12 de abril de 2014

La anorexia no es (sólo) cosa de chicas

'No se me ocurrió ni por un momento que fuese anorexia', 'eso es cosa de chicas' o 'no me entraba en la cabeza' son algunas de las frases que reflejan la perplejidad de varios chicos con un trastorno alimenticio. En el imaginario popular ha calado tanto la idea de que problemas como la anorexia y la bulimia son 'cosa de chicas' que a menudo los varones con este diagnóstico no acuden en busca de ayuda hasta que la enfermedad está ya muy avanzada.

Un trabajo publicado esta semana en la revista British Medical Journal admite que los trastornos de la alimentación en el caso de los varones han sido mucho menos estudiados que en el caso de las mujeres, pese a que ellos no son inmunes a padecerlos.

Un buen ejemplo de esa laguna en la investigación son los propios datos de incidencia. Como explica el doctor Adrián Cano, del departamento de Psiquiatría y Psicología Médica de la Clínica Universidad de Navarra, es cierto que no se han hecho estudios serios sobre el número de varones afectados, "aunque es cierto que estamos asistiendo a un aumento". A su juicio, probablemente, la cifra que se daba habitualmente de un chico por cada 10 mujeres se quede corta, "pero tampoco estemos aún en el 25% que indican otras fuentes, sino más bien en algún punto intermedio entre ambas estadísticas".

Para conocer las percepciones de los propios afectados y qué factores retrasan la búsqueda de ayuda, Ulla Räisänen y Kate Hunt, de las universidades de Oxford y Glasgow (Reino Unido), llevaron a cabo una serie de entrevistas cualitativas a 10 varones con edades comprendidas entre los 16 y los 25 años y que formaban parte de una muestra más amplia de 39 pacientes (el resto, mujeres) con trastornos de la alimentación.

En la mayoría de los casos, los jóvenes tardaron meses, incluso años, en darse cuenta de que algunos de sus comportamientos no eran normales. Días sin comer, obsesión con el recuento de calorías, vómitos después de una comida un poco más copiosa de lo habitual, obsesión por el ejercicio físico... A pesar de que algunos de ellos llegaron incluso a autolesionarse, una vez confrontados con su problema de alimentación, la mayoría de ellos seguía sosteniendo que "eso es cosa de chicas".

Como ocurre también en el caso de las mujeres, todos ellos escondían sus obsesiones a su entorno cercano (incluida familia, pareja y amigos) y en algunos casos fue necesario un suceso traumático, con ingreso en Urgencias, para ponerles frente a lo que estaban sufriendo. "Es habitual que cuando se diagnostica a un varón se produzca mucha perplejidad", admite el doctor Cano, porque en el caso de los hombres también se tienden a ocultar las costumbres contra la comida al entorno.

Otro de los problemas que surgió durante las conversaciones con los entrevistadores es su desconfianza del sistema sanitario por "temor a no ser tomados en serio" o "por no saber dónde buscar ayuda". De hecho, una primera mala experiencia con un especialista, por ejemplo su médico de cabecera, podía retrasar que volviesen a pedir ayuda.
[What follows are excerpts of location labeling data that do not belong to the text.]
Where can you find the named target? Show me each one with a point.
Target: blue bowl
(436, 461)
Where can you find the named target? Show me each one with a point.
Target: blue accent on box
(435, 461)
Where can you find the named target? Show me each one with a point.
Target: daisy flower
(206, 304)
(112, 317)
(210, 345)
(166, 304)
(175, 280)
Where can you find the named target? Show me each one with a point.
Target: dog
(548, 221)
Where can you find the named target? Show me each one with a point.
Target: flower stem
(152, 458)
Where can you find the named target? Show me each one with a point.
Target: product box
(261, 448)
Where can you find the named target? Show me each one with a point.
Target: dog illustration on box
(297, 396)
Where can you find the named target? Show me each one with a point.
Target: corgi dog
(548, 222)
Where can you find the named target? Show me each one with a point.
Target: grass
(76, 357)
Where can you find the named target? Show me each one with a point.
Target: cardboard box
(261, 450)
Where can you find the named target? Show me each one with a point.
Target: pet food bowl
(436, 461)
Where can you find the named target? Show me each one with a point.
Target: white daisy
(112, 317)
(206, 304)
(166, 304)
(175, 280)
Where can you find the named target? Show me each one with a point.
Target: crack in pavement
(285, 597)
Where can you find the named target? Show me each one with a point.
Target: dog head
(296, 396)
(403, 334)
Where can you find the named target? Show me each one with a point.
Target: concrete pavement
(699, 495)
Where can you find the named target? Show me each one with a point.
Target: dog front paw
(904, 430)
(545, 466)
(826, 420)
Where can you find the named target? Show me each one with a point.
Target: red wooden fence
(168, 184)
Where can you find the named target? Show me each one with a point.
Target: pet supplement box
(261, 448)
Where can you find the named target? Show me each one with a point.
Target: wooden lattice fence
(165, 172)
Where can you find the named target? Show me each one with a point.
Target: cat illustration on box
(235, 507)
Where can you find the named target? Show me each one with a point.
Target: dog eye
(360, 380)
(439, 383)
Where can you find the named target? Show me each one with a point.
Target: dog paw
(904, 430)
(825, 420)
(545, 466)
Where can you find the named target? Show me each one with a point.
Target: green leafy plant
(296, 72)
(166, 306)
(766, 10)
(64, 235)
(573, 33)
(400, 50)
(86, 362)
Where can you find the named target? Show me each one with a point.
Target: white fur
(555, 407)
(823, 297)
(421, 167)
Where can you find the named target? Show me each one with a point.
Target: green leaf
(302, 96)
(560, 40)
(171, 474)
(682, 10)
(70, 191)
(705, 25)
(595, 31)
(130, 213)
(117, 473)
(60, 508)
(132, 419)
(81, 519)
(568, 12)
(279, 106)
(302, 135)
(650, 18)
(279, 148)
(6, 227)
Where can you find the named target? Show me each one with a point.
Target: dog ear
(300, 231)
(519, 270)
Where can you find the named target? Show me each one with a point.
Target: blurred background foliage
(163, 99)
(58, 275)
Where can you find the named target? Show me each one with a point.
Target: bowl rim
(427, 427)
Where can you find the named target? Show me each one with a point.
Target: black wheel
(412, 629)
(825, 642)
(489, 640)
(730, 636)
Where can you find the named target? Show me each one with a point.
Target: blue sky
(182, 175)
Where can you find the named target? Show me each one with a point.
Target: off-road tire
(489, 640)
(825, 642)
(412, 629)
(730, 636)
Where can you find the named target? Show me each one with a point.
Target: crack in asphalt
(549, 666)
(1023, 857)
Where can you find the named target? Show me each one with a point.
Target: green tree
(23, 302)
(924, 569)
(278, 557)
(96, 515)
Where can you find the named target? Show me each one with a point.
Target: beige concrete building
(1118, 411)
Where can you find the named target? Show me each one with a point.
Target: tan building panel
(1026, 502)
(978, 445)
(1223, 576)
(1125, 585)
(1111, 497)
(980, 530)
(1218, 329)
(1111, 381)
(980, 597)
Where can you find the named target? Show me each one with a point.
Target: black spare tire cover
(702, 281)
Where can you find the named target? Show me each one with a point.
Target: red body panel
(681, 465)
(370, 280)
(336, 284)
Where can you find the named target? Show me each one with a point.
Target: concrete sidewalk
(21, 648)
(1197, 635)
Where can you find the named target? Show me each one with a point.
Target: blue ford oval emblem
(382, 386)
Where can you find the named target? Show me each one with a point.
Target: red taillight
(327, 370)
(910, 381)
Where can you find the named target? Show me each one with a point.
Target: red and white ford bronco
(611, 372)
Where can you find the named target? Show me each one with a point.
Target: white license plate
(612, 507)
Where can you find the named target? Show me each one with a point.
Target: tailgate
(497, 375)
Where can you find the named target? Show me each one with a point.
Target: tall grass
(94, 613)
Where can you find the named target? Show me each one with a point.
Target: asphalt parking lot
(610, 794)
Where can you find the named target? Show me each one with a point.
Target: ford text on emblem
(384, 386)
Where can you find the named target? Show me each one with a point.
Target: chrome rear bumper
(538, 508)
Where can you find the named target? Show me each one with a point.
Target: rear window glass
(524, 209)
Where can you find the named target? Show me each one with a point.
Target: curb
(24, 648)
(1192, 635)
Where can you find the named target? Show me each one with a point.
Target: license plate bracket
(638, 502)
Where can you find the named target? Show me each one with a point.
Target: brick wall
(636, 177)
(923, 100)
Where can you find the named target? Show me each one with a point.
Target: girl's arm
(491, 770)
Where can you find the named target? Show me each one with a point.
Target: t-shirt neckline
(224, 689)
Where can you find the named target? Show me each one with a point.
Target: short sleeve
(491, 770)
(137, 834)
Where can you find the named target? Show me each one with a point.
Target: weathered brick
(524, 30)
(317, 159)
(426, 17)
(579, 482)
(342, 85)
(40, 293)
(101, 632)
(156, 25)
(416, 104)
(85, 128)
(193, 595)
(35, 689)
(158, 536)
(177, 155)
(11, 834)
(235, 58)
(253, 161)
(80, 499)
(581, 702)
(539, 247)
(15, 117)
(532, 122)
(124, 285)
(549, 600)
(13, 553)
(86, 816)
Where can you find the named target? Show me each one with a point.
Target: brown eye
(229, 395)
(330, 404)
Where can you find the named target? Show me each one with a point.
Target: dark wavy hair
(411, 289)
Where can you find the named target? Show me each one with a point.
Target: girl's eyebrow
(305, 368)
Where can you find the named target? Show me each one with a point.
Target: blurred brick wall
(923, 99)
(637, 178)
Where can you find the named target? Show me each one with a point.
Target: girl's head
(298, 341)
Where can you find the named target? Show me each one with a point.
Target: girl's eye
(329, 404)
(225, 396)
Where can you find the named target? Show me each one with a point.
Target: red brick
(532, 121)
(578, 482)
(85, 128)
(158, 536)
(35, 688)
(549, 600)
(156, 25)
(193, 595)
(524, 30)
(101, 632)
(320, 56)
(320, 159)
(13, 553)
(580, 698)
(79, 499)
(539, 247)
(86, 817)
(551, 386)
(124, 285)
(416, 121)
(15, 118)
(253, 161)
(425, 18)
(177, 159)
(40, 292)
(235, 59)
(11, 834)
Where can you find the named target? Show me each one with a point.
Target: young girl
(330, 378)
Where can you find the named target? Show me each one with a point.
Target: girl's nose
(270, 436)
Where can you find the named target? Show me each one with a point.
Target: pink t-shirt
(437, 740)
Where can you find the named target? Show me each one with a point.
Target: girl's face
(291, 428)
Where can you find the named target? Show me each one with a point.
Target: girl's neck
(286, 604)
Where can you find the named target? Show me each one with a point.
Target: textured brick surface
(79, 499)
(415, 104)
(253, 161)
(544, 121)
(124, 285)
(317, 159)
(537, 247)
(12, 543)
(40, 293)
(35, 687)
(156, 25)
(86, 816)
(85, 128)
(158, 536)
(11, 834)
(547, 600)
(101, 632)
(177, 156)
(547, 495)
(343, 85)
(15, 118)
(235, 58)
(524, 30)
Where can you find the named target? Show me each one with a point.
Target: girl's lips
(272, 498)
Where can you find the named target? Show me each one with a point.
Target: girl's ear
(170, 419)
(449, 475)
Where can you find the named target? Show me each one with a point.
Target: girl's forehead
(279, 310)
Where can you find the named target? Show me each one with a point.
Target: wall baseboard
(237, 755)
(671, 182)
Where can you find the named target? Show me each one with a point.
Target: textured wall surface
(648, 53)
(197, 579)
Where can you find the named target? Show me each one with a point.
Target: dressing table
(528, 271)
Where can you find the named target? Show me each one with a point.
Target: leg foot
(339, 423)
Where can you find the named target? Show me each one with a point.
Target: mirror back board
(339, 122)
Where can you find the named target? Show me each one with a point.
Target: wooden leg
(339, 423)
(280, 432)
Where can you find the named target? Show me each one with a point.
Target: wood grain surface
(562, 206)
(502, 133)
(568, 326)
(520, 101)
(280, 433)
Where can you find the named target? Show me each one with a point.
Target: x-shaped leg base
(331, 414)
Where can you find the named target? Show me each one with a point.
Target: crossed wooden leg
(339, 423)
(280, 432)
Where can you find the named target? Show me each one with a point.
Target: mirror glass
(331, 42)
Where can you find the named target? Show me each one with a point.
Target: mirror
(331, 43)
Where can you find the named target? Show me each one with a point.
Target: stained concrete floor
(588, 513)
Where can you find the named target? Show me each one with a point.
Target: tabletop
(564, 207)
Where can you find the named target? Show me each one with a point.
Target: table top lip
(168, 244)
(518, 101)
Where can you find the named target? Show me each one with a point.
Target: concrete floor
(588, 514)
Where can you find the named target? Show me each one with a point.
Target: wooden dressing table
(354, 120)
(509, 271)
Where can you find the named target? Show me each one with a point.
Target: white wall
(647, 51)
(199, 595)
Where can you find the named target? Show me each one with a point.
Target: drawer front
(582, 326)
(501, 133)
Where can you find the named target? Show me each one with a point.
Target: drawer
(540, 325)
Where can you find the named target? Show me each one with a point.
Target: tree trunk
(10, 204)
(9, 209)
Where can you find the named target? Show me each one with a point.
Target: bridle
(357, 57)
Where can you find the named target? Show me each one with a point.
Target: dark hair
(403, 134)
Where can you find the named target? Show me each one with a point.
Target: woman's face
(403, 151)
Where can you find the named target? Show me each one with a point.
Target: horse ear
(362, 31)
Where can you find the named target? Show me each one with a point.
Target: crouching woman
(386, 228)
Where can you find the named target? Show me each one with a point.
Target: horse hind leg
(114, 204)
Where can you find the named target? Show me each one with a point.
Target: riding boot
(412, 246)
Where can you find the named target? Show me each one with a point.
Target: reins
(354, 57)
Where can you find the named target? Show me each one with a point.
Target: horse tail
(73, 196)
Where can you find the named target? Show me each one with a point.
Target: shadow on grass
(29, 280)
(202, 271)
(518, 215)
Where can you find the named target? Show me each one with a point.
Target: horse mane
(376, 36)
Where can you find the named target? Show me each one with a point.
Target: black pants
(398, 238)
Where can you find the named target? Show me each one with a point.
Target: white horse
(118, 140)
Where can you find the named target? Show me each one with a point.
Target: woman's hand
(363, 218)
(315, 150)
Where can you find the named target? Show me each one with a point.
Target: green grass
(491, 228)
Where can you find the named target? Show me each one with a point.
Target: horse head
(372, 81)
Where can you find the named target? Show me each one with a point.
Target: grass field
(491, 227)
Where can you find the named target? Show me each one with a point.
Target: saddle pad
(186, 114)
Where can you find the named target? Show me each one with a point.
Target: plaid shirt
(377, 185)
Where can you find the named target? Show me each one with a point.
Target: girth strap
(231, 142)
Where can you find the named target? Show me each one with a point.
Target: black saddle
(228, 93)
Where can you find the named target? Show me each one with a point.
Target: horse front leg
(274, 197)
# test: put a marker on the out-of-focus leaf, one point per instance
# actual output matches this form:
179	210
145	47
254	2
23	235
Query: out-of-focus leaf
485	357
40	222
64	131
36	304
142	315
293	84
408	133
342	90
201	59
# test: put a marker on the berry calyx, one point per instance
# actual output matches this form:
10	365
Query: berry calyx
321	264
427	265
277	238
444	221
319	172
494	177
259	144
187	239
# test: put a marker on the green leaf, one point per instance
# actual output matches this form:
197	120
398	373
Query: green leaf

El doctor Cano no cree que el problema sea el desconocimiento en Atención Primaria, pero sí admite que el prototipo masculino suele quedar exento del reconocimiento prematuro y es habitual que en los chicos el diagnóstico se retrase.

"Los hombres con trastornos alimenticios están infradiagnosticados, infratratados e infrainvestigados", sostienen los autores, que atribuyen en parte este problema a la insistencia en atribuir el problema (mediática y culturalmente) como algo exclusivo de mujeres. Un idea que también, critican, parece haber calado en los clínicos, a quienes recuerdan que el diagnóstico precoz es imperativo para tratar cuanto antes estas enfermedades y minimizar en lo posible sus secuelas.

Algunos autores, como el doctor Pascoal Moleiro, de la Sociedad Portuguesa de Pediatría, explican que entre los varones la bulimia es más frecuente que la anorexia ("porque está más relacionada con la personalidad impulsiva y ése es un rasgo que se da más en varones", añade Cano) y no es extraño que la edad de inicio sea algo más tardía que en las chicas (18-26 años frente a 15-18 en el caso de ellas). Precisamente, Moleiro coincide con sus colegas británicas en que el 'no reconocimiento' de la enfermedad junto a la exclusión de los varones de los estudios por su aparente bajo número de casos tienen que ver con ese retraso en el diagnóstico que a menudo se asocia con una enfermedad más severa.